The Not-Outcast(76)



Warm. Toasty. Again.

But I had to focus. He’d been tense for a reason.

“What happened tonight?”

“We lost a game.”

“Cut.”

He sat on the edge of the bed, and I moved up behind him. My legs went around him, and I wrapped my arms around his shoulders, looping over the front of him. I propped my chin on his shoulder. “I saw Chad show up. I saw you guys going to the other box for a talk, and he didn’t come back with you.”

His head lowered, resting on my arm, and he reached up to lace his fingers with mine. His thumb started rubbing back and forth over my palm.

“Can we just leave it how it is?”

“You know anything he said won’t hurt me.”

He drew in another breath of air, going rigid.

I moved my legs so they were completely around him, and he hunched forward. I was fully plastered against his back, and his other hand went to my legs. He began running his finger up and down on the underside of my thigh.

Tingles were following in his trail, but I was holding my response back.

I knew that he needed to get this out, whatever it was.

“Cut.”

Another sigh. “I might be losing my best friend.”

My eyes closed.

Sadness billowed through me, and I rested my cheek against the back of his shoulder blades. “I’m sorry.”

“I know.” He squeezed my hand a little. “But that’s on him, not you and not me. And honestly, this could’ve come out later down the line.”

“This?”

“Whatever kind of thought process he’s got inside of him where he couldn’t see you were a fucking person.”

“Oh. That.”

“Yeah.
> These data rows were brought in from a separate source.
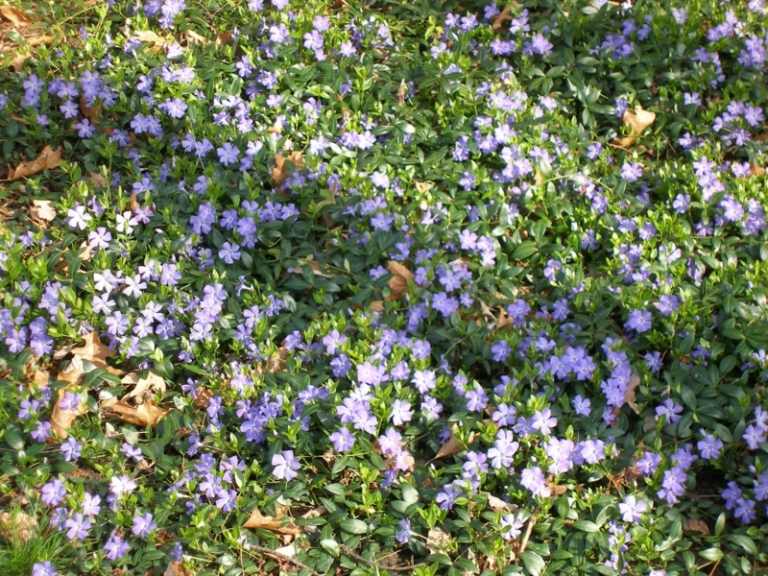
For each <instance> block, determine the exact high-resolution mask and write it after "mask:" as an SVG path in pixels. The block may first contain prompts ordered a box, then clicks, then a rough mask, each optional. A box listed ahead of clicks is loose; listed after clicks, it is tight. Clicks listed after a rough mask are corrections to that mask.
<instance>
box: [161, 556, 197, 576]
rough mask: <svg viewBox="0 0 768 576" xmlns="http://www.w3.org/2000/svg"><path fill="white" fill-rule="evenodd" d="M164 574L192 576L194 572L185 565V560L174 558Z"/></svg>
mask: <svg viewBox="0 0 768 576" xmlns="http://www.w3.org/2000/svg"><path fill="white" fill-rule="evenodd" d="M163 576H192V572H191V571H190V570H189V569H188V568H186V567H185V566H184V563H183V562H180V561H178V560H174V561H173V562H171V563H170V564H168V568H166V569H165V572H163Z"/></svg>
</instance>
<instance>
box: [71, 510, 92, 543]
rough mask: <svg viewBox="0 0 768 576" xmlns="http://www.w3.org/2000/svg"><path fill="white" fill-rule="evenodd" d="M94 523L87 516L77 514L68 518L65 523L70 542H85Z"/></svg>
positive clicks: (80, 514)
mask: <svg viewBox="0 0 768 576" xmlns="http://www.w3.org/2000/svg"><path fill="white" fill-rule="evenodd" d="M92 525H93V523H92V522H91V520H90V518H88V517H87V516H86V515H85V514H82V513H80V512H77V513H75V514H73V515H72V516H70V517H69V518H67V520H66V522H64V528H65V529H66V531H67V538H69V539H70V540H85V539H86V538H87V537H88V532H89V531H90V529H91V526H92Z"/></svg>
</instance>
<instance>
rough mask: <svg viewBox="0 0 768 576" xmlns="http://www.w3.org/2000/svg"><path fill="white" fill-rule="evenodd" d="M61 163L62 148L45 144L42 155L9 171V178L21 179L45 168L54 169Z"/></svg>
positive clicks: (26, 176)
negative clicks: (57, 147) (50, 146)
mask: <svg viewBox="0 0 768 576" xmlns="http://www.w3.org/2000/svg"><path fill="white" fill-rule="evenodd" d="M60 164H61V148H51V147H50V146H47V145H46V146H45V148H43V151H42V152H40V155H39V156H38V157H37V158H35V159H34V160H30V161H29V162H22V163H21V164H19V165H18V166H16V168H12V169H11V170H10V171H9V172H8V180H20V179H22V178H27V177H29V176H34V175H35V174H38V173H40V172H43V171H44V170H52V169H54V168H56V167H58V166H59V165H60Z"/></svg>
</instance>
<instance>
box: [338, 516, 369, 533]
mask: <svg viewBox="0 0 768 576" xmlns="http://www.w3.org/2000/svg"><path fill="white" fill-rule="evenodd" d="M340 526H341V529H342V530H344V532H347V533H349V534H365V533H366V532H368V524H366V523H365V522H363V521H362V520H357V519H356V518H349V519H347V520H344V521H343V522H342V523H341V524H340Z"/></svg>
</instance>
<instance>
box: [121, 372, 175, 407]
mask: <svg viewBox="0 0 768 576" xmlns="http://www.w3.org/2000/svg"><path fill="white" fill-rule="evenodd" d="M122 383H123V384H132V385H133V389H132V390H131V391H130V392H128V394H126V395H125V396H123V401H126V400H134V401H135V402H136V403H143V402H146V401H147V400H150V399H151V397H152V396H153V395H155V394H163V393H164V392H165V389H166V388H165V380H163V378H162V377H161V376H159V375H158V374H155V373H154V372H148V373H147V375H146V376H142V377H139V376H138V374H136V373H135V372H130V373H129V374H126V375H125V376H123V379H122Z"/></svg>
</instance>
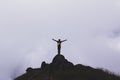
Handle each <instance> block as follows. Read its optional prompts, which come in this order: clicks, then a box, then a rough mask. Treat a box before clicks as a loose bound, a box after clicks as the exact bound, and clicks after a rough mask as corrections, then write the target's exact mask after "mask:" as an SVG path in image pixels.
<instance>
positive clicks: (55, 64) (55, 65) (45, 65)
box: [14, 54, 120, 80]
mask: <svg viewBox="0 0 120 80" xmlns="http://www.w3.org/2000/svg"><path fill="white" fill-rule="evenodd" d="M14 80H120V76H117V75H114V74H112V73H110V72H108V71H107V72H105V71H104V70H101V69H94V68H92V67H89V66H84V65H82V64H77V65H74V64H73V63H71V62H69V61H68V60H67V59H65V57H64V56H63V55H61V54H57V55H56V56H55V57H54V58H53V60H52V62H51V63H50V64H47V63H46V62H45V61H44V62H42V64H41V68H36V69H33V68H28V69H27V70H26V73H25V74H23V75H21V76H19V77H17V78H16V79H14Z"/></svg>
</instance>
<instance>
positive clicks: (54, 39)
mask: <svg viewBox="0 0 120 80" xmlns="http://www.w3.org/2000/svg"><path fill="white" fill-rule="evenodd" d="M52 40H53V41H55V42H57V48H58V55H60V51H61V43H62V42H65V41H67V40H62V41H61V40H60V39H58V40H55V39H52Z"/></svg>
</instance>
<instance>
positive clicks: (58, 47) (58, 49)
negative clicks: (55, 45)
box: [58, 45, 61, 55]
mask: <svg viewBox="0 0 120 80" xmlns="http://www.w3.org/2000/svg"><path fill="white" fill-rule="evenodd" d="M60 48H61V46H60V45H59V46H58V55H60Z"/></svg>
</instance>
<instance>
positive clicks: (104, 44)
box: [0, 0, 120, 80]
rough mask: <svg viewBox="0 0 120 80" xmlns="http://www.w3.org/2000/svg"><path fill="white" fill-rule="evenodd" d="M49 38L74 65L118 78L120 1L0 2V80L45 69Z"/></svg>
mask: <svg viewBox="0 0 120 80" xmlns="http://www.w3.org/2000/svg"><path fill="white" fill-rule="evenodd" d="M52 38H55V39H59V38H61V39H67V40H68V41H67V42H65V43H63V44H62V54H63V55H64V56H65V57H66V58H67V59H68V60H69V61H71V62H73V63H74V64H84V65H88V66H92V67H94V68H105V69H108V70H110V71H112V72H115V73H116V74H120V0H0V59H1V60H0V80H13V78H15V77H16V76H19V75H21V74H23V73H24V72H25V70H26V68H27V67H33V68H38V67H40V66H41V62H42V61H46V62H47V63H50V62H51V61H52V58H53V57H54V56H55V55H56V54H57V50H56V43H55V42H54V41H52Z"/></svg>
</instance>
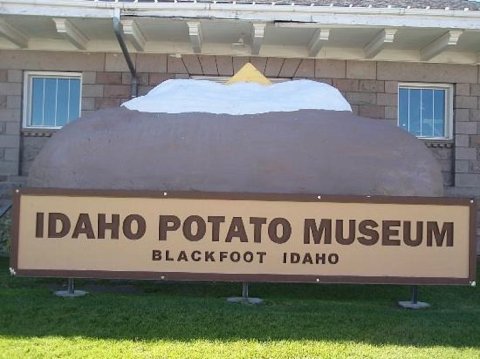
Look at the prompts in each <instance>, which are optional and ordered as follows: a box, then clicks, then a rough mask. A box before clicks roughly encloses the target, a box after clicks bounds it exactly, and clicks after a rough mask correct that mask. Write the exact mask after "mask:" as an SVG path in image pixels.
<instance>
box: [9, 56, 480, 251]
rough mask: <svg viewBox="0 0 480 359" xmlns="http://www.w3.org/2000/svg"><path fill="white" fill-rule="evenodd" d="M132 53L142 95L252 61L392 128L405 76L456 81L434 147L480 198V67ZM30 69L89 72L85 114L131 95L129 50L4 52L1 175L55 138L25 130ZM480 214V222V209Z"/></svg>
mask: <svg viewBox="0 0 480 359" xmlns="http://www.w3.org/2000/svg"><path fill="white" fill-rule="evenodd" d="M132 58H133V61H134V62H135V64H136V68H137V72H138V75H139V94H140V95H142V94H145V93H146V92H148V91H149V90H150V89H151V88H153V87H154V86H155V85H157V84H159V83H161V82H162V81H165V80H167V79H171V78H188V77H189V76H198V75H205V76H231V75H232V74H233V73H234V72H235V71H237V70H238V69H239V68H240V67H241V66H242V65H243V64H245V63H246V62H248V61H250V62H252V63H253V64H254V65H255V66H256V67H257V68H258V69H259V70H260V71H261V72H263V73H264V74H265V75H266V76H268V77H281V78H309V79H313V80H317V81H322V82H325V83H328V84H331V85H333V86H335V87H337V88H338V89H339V90H340V91H341V92H342V93H343V94H344V95H345V97H346V98H347V100H348V101H349V102H350V104H351V105H352V108H353V111H354V112H355V113H357V114H359V115H361V116H365V117H371V118H377V119H381V120H382V121H388V122H389V123H391V124H392V126H395V125H396V121H397V91H398V83H399V82H409V81H410V82H429V83H447V84H453V85H455V88H454V95H455V97H454V125H455V128H454V133H455V137H454V140H453V141H450V142H446V143H445V142H426V145H427V146H428V147H430V148H431V150H432V152H433V153H434V155H435V156H436V157H437V159H438V160H439V162H440V164H441V165H442V169H443V175H444V182H445V185H446V191H447V194H449V195H453V196H467V197H477V198H479V199H480V99H479V98H480V81H479V76H480V74H479V66H470V65H449V64H421V63H395V62H374V61H364V62H362V61H343V60H313V59H281V58H260V57H234V58H232V57H228V56H205V55H188V56H183V57H181V58H178V57H172V56H168V55H164V54H160V55H151V54H137V55H135V54H134V55H133V56H132ZM24 70H39V71H40V70H46V71H47V70H52V71H75V72H82V74H83V89H82V91H83V99H82V113H83V114H85V113H88V112H91V111H94V110H97V109H101V108H107V107H114V106H119V105H120V104H121V103H122V102H124V101H125V100H127V99H128V98H129V95H130V74H129V72H128V68H127V65H126V63H125V61H124V59H123V56H122V55H121V54H99V53H95V54H89V53H49V52H25V51H23V52H22V51H2V52H0V180H2V179H5V178H6V177H8V176H11V175H16V174H17V173H20V174H22V175H25V174H27V173H28V168H29V166H30V163H31V161H32V160H33V159H34V158H35V156H36V153H38V151H39V150H40V149H41V147H42V146H43V144H44V143H45V141H46V140H47V138H46V137H40V138H38V136H36V135H35V134H33V135H34V136H32V134H31V133H29V134H25V135H22V136H20V135H19V133H20V127H21V105H22V86H23V85H22V81H23V71H24ZM27 135H29V136H27ZM42 135H43V136H45V134H44V133H42ZM19 163H21V164H20V165H19ZM478 217H479V221H480V213H479V216H478ZM479 235H480V230H479ZM479 251H480V246H479Z"/></svg>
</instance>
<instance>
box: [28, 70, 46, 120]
mask: <svg viewBox="0 0 480 359" xmlns="http://www.w3.org/2000/svg"><path fill="white" fill-rule="evenodd" d="M43 86H44V80H43V79H38V78H33V79H32V102H31V106H32V108H31V118H30V123H29V124H30V125H32V126H42V124H43Z"/></svg>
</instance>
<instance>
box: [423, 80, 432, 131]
mask: <svg viewBox="0 0 480 359" xmlns="http://www.w3.org/2000/svg"><path fill="white" fill-rule="evenodd" d="M421 91H422V123H421V126H422V129H421V136H422V137H432V136H433V90H432V89H423V90H421Z"/></svg>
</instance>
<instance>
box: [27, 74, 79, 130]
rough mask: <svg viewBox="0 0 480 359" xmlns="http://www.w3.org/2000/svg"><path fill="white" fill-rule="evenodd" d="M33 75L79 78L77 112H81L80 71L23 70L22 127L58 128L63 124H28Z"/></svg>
mask: <svg viewBox="0 0 480 359" xmlns="http://www.w3.org/2000/svg"><path fill="white" fill-rule="evenodd" d="M35 76H42V77H53V78H56V77H67V78H78V79H80V101H78V104H79V108H78V113H79V114H80V115H81V113H82V87H83V77H82V73H81V72H58V71H25V72H24V74H23V119H22V128H23V129H26V130H29V129H32V130H38V129H45V130H58V129H60V128H62V127H63V126H32V125H30V124H29V119H30V117H31V114H32V106H31V103H32V82H33V78H34V77H35Z"/></svg>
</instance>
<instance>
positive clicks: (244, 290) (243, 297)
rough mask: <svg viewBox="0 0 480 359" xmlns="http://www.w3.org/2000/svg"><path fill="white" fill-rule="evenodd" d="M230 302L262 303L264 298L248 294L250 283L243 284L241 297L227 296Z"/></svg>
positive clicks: (250, 303) (227, 299)
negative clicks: (253, 295)
mask: <svg viewBox="0 0 480 359" xmlns="http://www.w3.org/2000/svg"><path fill="white" fill-rule="evenodd" d="M227 302H229V303H243V304H261V303H263V299H260V298H251V297H249V296H248V283H243V284H242V296H241V297H229V298H227Z"/></svg>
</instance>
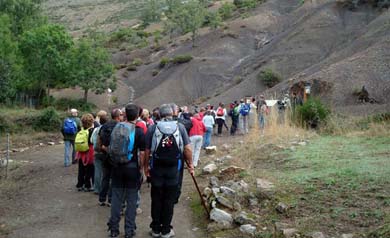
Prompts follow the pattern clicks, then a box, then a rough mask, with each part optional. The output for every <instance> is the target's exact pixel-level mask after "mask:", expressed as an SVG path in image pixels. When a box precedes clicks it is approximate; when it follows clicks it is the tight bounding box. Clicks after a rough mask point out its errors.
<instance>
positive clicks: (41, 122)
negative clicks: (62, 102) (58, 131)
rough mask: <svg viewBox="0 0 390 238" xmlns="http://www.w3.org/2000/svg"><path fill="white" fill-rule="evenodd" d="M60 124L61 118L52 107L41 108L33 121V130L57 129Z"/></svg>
mask: <svg viewBox="0 0 390 238" xmlns="http://www.w3.org/2000/svg"><path fill="white" fill-rule="evenodd" d="M60 126H61V119H60V116H59V114H58V112H57V111H56V109H55V108H54V107H48V108H46V109H45V110H43V111H42V112H41V113H40V115H39V116H38V117H37V119H36V121H35V122H34V129H35V130H42V131H58V129H59V128H60Z"/></svg>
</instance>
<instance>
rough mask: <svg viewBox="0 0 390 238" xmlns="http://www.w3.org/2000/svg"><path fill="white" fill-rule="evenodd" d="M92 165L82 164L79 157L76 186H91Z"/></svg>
mask: <svg viewBox="0 0 390 238" xmlns="http://www.w3.org/2000/svg"><path fill="white" fill-rule="evenodd" d="M94 169H95V167H94V165H93V164H87V165H84V164H83V161H82V159H79V173H78V176H77V185H76V187H77V188H82V187H84V188H87V189H89V188H91V187H92V184H93V179H92V178H93V175H94Z"/></svg>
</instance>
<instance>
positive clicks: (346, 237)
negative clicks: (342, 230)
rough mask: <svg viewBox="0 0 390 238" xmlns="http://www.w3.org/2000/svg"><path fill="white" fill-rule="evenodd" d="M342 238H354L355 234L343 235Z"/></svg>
mask: <svg viewBox="0 0 390 238" xmlns="http://www.w3.org/2000/svg"><path fill="white" fill-rule="evenodd" d="M341 238H353V234H342V235H341Z"/></svg>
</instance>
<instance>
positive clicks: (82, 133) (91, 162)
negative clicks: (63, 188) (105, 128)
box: [75, 113, 95, 192]
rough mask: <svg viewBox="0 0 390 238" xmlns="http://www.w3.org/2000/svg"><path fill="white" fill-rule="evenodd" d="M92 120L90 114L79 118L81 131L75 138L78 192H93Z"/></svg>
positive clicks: (77, 185)
mask: <svg viewBox="0 0 390 238" xmlns="http://www.w3.org/2000/svg"><path fill="white" fill-rule="evenodd" d="M93 124H94V118H93V116H92V114H89V113H87V114H84V115H83V116H82V117H81V125H82V129H81V130H80V131H79V132H78V133H77V135H76V138H75V149H76V151H77V154H76V159H77V160H78V161H79V171H78V176H77V185H76V187H77V189H78V191H83V190H84V191H85V192H91V191H93V188H92V186H93V184H92V177H93V176H94V168H95V167H94V164H93V163H94V150H93V145H92V143H91V136H92V132H93V129H94V128H93Z"/></svg>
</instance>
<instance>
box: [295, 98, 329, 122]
mask: <svg viewBox="0 0 390 238" xmlns="http://www.w3.org/2000/svg"><path fill="white" fill-rule="evenodd" d="M297 113H298V118H300V120H301V122H302V123H304V124H305V125H307V126H309V127H311V128H317V127H318V126H319V124H321V123H323V122H325V120H326V119H327V117H328V116H329V115H330V110H329V109H328V108H327V107H326V106H325V105H324V104H323V103H322V102H321V101H320V100H319V99H315V98H309V99H308V100H307V101H306V102H305V103H304V104H303V105H302V106H298V107H297Z"/></svg>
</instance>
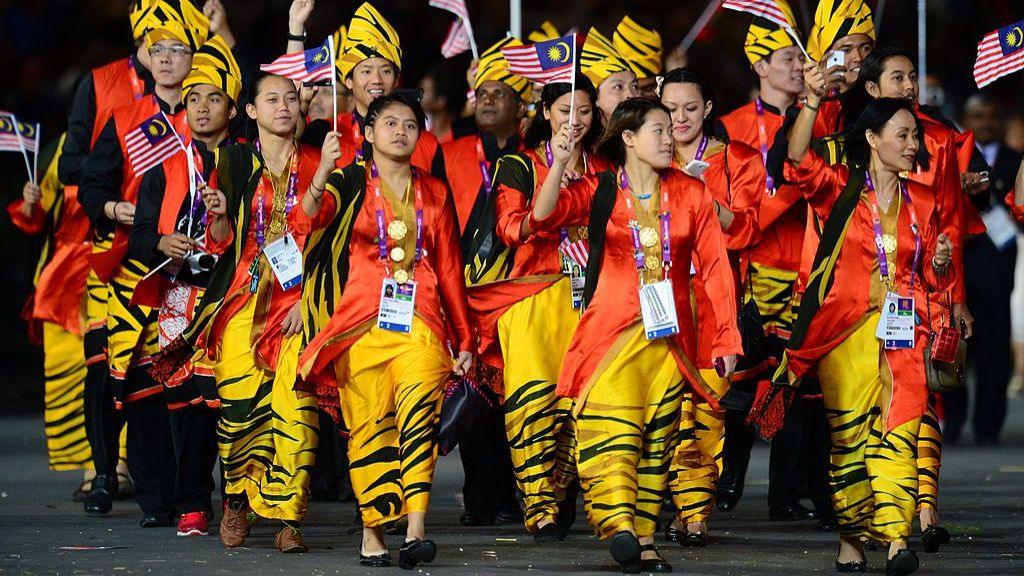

That.”

Damn.

I didn’t want Chad to hurt anyone I cared about because of me, but it was happening.

“I’m sorry again.”

His hand stopped and then flexed over my thigh. “It’s nothing for you to be sorry about. It’s Chad.”

“You can’t make him think a certain way.”

“It’s a bit more than that. He needs to see you as a person, and he doesn’t. I don’t understand why he doesn’t.”

“I know people think certain ways about people who come from my beginnings, but I can’t explain the reason why they think like that.”

“Yeah.” His back rose and fell again, and he went back to rubbing the inside of my palm against his chest. “We’ll just deal with it, whatever happens.”

There were no words because I couldn’t take away his pain, like he couldn’t take away how I was raised. But I could do other things and I could say other words to maybe replace the hurt. My cheek against his back, I whispered, “You weren’t an idea for me.”

Saying it in person was a whole lot different than saying it over text. He needed to hear me say it tonight.

He sucked in his breath, his hand holding mine in an almost cement grip.

I kept on, “I think I did love you when I saw you.”

I didn’t think. I knew. I know.

“Are you telling me you love me now?”

My hand flexed under his now, and I went rigid, my thighs gripping him hard. And then, my eyes closing as I said it. “Yes.”

Please don’t leave me now.

Please don’t— He twisted, his hands went under my arms and he lifted me clear. He stood, but he was moving us back on the bed. His eyes were hooded and dark, and he didn’t want any more words.

I was laid down. He came down on top, his mouth was on mine, and he was hungry.

He was commanding.

He was demanding.

Oh yes, I definitely didn’t think he was going to leave.

Then, I answered him back.

His tongue swept in, and my toes curled.

There were no words to process this.

None at all.

He was touching me. He was kissing me. Loving me. And it felt like, finally.

Finally we were one.

Finally we were whole.

Finally I was with who I’d been waiting for all my life.

Finally.

I was lost in every touch, caress, whisper, every sensation. All of it. As the clothes were removed. As he moved over me. As I felt his arms, his chest, his hands. As I felt him slide a finger inside of me.

Our gazes were locked as he thrust inside, out, back in, and he moved his finger around. A second finger. I wanted him, but I was also helpless against the sensations he was building inside of me, and it was only after I climaxed that he repositioned and reaching down, I caught his hands.

I laced our fingers and he pushed inside.

I moaned, my head falling back. My throat was exposed and as he began moving in and out, his lips fell there and he was kissing me, tasting me all over again.

Every move, we were together.

My legs were wound around his waist.

Our hands stayed together, and he pinned them next to my head.

As he lifted himself up, going for a deeper angle, going harder, my eyes opened again. He was right there, staring into me. He was seeing me, all of me.

I was splayed out for him, for him to take, freely and willingly, and his eyes darkened as he began moving harder, faster.

It was building. Building.

Priming.

I was right there.

Then, he held a second, and I cried out.